I would get done with work and it was time to make dinner. While preparing dinner, I enjoyed a glass of wine. And another glass with dinner. And sometimes another glass after dinner. When I was cutting back on my drinking, I found myself wanting to pour that first glass of wine each time I was preparing dinner. It was like my body was on autopilot and, making dinner without the wine seemed so odd. Foreign. It felt strange. Like something was missing. I had some craving for the wine that came and went. But the experience of cooking seemed different and incomplete without the wine.  I had developed a conditioned response to cooking dinner.

A conditioned response is a learned behavior to a previously neutral stimulus.

The activity of making dinner in my kitchen was the neutral stimulus that would signal my brain it was time to drink.  I repeated this behavior for months on end so my brain adapted to expect this behavior.  Like Pavlov’s dogs who learned to expect food and salivate when the bell rang, I was conditioned to expect wine as I prepared dinner.  It became a habit without question.  It was just what I did.

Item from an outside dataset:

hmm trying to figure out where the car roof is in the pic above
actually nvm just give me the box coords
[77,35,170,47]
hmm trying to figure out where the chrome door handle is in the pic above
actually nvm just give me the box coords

A conditioned response is a learned behavior to a previously neutral stimulus.

A conditioned response stores information about the environmental cues associated with the behavior.  Therefore, making dinner was my cue to start drinking.  These cues trigger the urge for alcohol.

Just as the brain was conditioned to respond in this way, it can de-conditioned from the behavior.  Same as was witnessed with Pavlov’s dogs. When the bell rang and no food came, the dogs were eventually no longer salivating and expecting food.  The conditioned response gradually diminishes and even disappears.  We can train the brain that we are cutting back on our drinking.  And the brain will adapt to the new norm.